Jacques-Théodule Cartier (/fr/; 2 February 1884 – 10 September 1941) was a French jeweler and Cartier jewelry company executive.

==Early life==
Cartier was born on 2 February 1884 in Paris. He was one of three sons of Alfred Cartier (1841–1925) and Amélie Alice (née Griffeuille) Cartier (1853–1914). His two brothers were Pierre Cartier and Louis Cartier. His grandfather, Louis-François Cartier had taken over the jewellery workshop of his teacher, Adolphe Picard, in 1847, thereby founding the famous Cartier jewelry company.

Cartier graduated from Collège Stanislas de Paris.

==Career==
Jacques worked with his two older brothers to create the world-famous name and business, 'Cartier', in jewellery and watches.
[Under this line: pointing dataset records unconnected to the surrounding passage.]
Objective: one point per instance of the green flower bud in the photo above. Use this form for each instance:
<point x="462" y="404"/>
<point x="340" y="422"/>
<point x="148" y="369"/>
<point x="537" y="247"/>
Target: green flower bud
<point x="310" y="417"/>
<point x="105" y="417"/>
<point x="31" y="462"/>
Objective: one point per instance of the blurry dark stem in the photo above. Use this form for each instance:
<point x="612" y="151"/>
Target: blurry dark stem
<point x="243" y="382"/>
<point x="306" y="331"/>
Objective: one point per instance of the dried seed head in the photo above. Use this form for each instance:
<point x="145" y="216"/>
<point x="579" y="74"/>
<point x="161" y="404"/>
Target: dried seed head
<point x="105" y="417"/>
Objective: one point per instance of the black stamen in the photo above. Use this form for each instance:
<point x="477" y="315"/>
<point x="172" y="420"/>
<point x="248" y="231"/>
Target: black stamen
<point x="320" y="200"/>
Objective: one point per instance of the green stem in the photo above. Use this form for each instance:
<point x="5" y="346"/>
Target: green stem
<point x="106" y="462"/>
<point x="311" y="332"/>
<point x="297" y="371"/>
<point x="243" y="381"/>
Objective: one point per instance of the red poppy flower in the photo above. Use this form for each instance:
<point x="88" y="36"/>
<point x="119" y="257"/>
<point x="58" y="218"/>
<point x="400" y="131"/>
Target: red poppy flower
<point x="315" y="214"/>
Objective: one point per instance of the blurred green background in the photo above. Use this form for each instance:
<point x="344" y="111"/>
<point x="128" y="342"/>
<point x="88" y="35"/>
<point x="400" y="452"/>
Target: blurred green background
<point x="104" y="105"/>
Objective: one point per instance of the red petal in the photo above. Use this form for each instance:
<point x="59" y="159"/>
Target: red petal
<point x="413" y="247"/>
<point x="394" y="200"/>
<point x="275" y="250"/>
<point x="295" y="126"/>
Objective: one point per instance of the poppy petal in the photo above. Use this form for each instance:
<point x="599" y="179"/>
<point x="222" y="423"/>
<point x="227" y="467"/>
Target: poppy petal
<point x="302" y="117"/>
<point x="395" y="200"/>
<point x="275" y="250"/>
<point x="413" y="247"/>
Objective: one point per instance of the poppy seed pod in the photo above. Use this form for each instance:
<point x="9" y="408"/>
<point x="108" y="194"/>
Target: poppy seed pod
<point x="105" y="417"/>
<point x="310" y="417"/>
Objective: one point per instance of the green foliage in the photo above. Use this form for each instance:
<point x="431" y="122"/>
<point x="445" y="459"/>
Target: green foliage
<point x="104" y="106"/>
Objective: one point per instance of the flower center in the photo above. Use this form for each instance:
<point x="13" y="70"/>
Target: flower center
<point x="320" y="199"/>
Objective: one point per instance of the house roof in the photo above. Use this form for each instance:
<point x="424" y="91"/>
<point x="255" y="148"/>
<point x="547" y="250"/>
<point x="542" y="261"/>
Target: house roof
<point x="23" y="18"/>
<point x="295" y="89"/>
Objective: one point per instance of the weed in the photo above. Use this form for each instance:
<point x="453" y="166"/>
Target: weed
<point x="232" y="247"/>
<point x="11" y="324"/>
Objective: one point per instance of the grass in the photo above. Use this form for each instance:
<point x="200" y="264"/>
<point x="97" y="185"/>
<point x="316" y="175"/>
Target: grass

While Jacques opened and managed the store in London, Pierre managed the store in New York City. Jacques took charge of the London operation of Cartier in 1909 and eventually moved to the current location at 175 New Bond Street. Meanwhile, Louis was the designer who created the Cartier style known today.

The brothers divided and conquered. Cartier was very lucky in getting the recommendation of Princess Mathilde, the young cousin of Napoleon III, and this contributed to the boosting business. In the early 1900s, "Cartier became jewellers to the Rockefellers, Vanderbilts, the Fords, the Morgans, King Edward VII, King Zog of Albania, and King Chulalongkorn of Siam, who, in 1907 alone, according to Cartier biographer Hans Nadelhoffer, bought Cartier bracelets to the value of $450,000."
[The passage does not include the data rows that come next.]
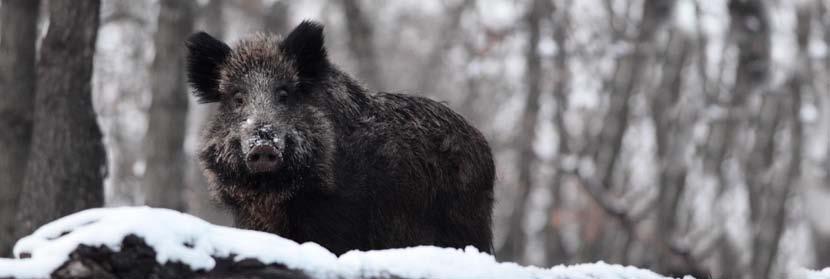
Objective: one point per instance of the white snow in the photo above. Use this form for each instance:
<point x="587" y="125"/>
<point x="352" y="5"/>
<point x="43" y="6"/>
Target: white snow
<point x="814" y="274"/>
<point x="183" y="238"/>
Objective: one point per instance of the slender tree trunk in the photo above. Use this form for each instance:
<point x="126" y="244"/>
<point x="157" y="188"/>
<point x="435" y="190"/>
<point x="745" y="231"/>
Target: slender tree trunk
<point x="513" y="248"/>
<point x="164" y="144"/>
<point x="555" y="252"/>
<point x="433" y="69"/>
<point x="66" y="166"/>
<point x="362" y="44"/>
<point x="18" y="35"/>
<point x="198" y="198"/>
<point x="277" y="18"/>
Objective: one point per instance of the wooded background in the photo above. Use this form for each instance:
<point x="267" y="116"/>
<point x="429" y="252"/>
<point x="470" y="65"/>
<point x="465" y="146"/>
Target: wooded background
<point x="684" y="136"/>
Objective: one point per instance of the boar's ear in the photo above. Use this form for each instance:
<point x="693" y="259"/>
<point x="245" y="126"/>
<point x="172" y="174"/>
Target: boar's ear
<point x="305" y="45"/>
<point x="205" y="55"/>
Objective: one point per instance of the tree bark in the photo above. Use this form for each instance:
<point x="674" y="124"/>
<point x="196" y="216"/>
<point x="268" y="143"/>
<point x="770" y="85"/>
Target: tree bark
<point x="164" y="144"/>
<point x="513" y="248"/>
<point x="66" y="164"/>
<point x="555" y="252"/>
<point x="362" y="44"/>
<point x="277" y="20"/>
<point x="18" y="36"/>
<point x="198" y="198"/>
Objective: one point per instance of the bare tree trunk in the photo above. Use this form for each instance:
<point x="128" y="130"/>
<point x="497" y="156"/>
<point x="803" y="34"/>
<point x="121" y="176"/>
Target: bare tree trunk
<point x="555" y="252"/>
<point x="607" y="147"/>
<point x="116" y="93"/>
<point x="362" y="44"/>
<point x="513" y="248"/>
<point x="432" y="69"/>
<point x="277" y="19"/>
<point x="672" y="132"/>
<point x="199" y="202"/>
<point x="18" y="35"/>
<point x="164" y="144"/>
<point x="66" y="167"/>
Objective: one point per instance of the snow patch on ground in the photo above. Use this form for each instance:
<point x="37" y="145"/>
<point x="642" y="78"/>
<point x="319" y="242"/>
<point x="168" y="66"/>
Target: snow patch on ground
<point x="183" y="238"/>
<point x="814" y="274"/>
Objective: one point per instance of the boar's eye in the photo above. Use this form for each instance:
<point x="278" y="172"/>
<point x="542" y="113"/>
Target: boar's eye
<point x="238" y="101"/>
<point x="282" y="95"/>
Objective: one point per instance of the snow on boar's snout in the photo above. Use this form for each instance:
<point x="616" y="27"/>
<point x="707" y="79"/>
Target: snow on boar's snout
<point x="263" y="149"/>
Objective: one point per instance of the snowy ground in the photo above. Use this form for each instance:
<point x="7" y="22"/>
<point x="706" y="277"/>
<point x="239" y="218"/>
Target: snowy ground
<point x="183" y="238"/>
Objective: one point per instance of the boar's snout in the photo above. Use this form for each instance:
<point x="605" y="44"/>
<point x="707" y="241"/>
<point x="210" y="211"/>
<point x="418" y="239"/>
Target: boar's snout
<point x="263" y="158"/>
<point x="264" y="151"/>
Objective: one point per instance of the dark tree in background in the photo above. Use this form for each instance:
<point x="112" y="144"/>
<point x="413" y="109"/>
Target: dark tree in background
<point x="18" y="35"/>
<point x="66" y="165"/>
<point x="164" y="182"/>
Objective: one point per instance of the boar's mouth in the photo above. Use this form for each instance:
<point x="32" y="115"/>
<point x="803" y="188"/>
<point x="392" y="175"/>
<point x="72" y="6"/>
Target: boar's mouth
<point x="263" y="151"/>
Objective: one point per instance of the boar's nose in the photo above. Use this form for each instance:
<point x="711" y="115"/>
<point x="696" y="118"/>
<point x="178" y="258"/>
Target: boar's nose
<point x="263" y="158"/>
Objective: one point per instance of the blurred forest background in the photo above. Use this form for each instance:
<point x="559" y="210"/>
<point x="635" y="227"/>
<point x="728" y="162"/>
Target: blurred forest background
<point x="684" y="136"/>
Through their continued successes, Louis and Pierre got married, while Jacques kept himself busy by fulfilling royal needs and desires and trips abroad in search of unique beauty in gems. Jacques went to the Persian Gulf to find the perfect pearl. He then proceeded to India, carrying jewellery of local maharajahs back to the London studio to redesign and modify for their own use. Together, Pierre and Jacques purchased a large number of pearls and precious stones from an Indian prince. The uniqueness of the pearls and stones helped with the success of their business.
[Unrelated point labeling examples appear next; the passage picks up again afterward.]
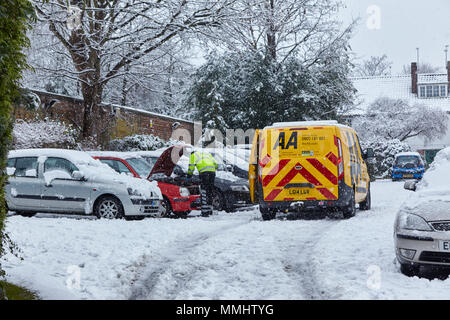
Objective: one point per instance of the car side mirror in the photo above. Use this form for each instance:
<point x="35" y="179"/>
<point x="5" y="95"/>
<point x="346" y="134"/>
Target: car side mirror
<point x="410" y="185"/>
<point x="77" y="175"/>
<point x="369" y="154"/>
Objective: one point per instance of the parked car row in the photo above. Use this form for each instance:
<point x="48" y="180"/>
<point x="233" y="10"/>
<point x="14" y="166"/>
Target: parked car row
<point x="422" y="225"/>
<point x="67" y="181"/>
<point x="111" y="184"/>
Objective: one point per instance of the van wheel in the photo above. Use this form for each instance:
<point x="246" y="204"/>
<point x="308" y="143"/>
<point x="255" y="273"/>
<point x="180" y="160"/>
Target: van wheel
<point x="166" y="208"/>
<point x="109" y="208"/>
<point x="350" y="210"/>
<point x="267" y="214"/>
<point x="366" y="204"/>
<point x="218" y="201"/>
<point x="26" y="214"/>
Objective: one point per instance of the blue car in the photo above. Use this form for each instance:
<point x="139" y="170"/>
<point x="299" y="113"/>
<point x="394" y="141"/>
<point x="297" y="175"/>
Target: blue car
<point x="408" y="165"/>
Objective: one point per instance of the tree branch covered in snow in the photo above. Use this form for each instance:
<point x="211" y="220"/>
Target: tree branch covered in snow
<point x="106" y="40"/>
<point x="43" y="134"/>
<point x="395" y="119"/>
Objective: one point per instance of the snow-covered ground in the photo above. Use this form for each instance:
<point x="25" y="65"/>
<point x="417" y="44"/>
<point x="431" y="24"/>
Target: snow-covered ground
<point x="227" y="256"/>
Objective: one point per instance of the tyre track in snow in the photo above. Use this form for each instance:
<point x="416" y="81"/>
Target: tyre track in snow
<point x="299" y="262"/>
<point x="166" y="262"/>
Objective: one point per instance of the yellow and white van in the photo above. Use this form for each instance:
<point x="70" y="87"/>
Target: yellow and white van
<point x="308" y="165"/>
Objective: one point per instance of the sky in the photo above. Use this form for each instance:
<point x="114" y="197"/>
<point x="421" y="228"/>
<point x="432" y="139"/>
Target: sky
<point x="397" y="27"/>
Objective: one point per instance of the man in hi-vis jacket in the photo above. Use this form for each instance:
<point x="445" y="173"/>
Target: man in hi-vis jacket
<point x="206" y="166"/>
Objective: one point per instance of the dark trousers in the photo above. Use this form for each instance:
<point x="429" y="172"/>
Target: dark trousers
<point x="207" y="188"/>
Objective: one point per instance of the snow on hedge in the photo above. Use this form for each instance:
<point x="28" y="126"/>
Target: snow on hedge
<point x="140" y="142"/>
<point x="42" y="134"/>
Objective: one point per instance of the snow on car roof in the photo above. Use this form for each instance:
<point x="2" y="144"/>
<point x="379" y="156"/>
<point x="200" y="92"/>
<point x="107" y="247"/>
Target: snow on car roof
<point x="77" y="157"/>
<point x="435" y="182"/>
<point x="323" y="123"/>
<point x="408" y="154"/>
<point x="115" y="154"/>
<point x="93" y="169"/>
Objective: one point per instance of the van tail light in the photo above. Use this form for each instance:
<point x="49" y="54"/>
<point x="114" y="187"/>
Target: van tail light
<point x="340" y="160"/>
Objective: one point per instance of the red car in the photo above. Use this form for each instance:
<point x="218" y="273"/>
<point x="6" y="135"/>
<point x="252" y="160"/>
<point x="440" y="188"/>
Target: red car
<point x="179" y="198"/>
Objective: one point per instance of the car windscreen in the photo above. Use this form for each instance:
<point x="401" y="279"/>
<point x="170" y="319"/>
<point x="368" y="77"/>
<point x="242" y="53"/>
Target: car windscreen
<point x="142" y="167"/>
<point x="407" y="161"/>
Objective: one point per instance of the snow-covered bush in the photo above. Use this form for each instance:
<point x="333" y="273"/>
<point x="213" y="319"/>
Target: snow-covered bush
<point x="385" y="151"/>
<point x="140" y="142"/>
<point x="43" y="134"/>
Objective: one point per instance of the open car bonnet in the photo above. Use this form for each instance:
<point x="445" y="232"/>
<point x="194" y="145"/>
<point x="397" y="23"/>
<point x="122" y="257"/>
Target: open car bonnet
<point x="167" y="161"/>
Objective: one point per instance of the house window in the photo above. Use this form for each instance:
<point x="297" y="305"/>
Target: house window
<point x="422" y="92"/>
<point x="433" y="91"/>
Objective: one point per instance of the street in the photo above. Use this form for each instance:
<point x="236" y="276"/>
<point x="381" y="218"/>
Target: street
<point x="226" y="256"/>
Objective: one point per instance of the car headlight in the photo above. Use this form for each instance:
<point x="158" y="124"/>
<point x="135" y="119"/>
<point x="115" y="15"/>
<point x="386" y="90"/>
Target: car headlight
<point x="184" y="192"/>
<point x="135" y="193"/>
<point x="239" y="188"/>
<point x="409" y="221"/>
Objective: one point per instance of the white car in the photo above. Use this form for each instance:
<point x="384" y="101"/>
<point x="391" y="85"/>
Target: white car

Jacques ran the London store until his death in 1941. His brother Louis died the following year in July 1942. The Cartier family of jewellers relinquished control of the family business in 1964 due to the passing of Pierre.

==Personal life==
In 1912, Cartier was married to Anna Margaretha "Nelly" (née Harjes) Gardiner (1878–1972). Nelly, who was divorced from Lion W. Gardiner of Gardiner's Island, was the mother of Mary Dorothy Gardiner (wife of Victor Louis Marie Jean Dupont) and the sister of banker Henry Herman Harjes, a partner of J.P. Morgan in France. Together, they were the parents of four children:

- Jacqueline Elma Cartier (b. 1913), who married the American, Sylvester Gardiner Prime of Shelter Island (a descendant of Nathaniel Prime), in 1939.
- Alice Cartier (b. 1915), who married Carl Nater, son of the mayor of St. Moritz, in 1945.
- Jean-Jacques Cartier (1920–2010), who married Lydia Baels (1920–1990), a daughter of Henri Baels. Lydia's sister, Lilian, Princess of Réthy was the wife of King Leopold III of Belgium.
- Alfred Harjes Cartier (1922–1974), who married Elizabeth Conn (1911–1976) in 1945.

Cartier died on 10 September 1941 in Dax, Landes in Occupied France. He was buried at the Cartier Family Mausoleum at Cimetière des Gonards in Versailles.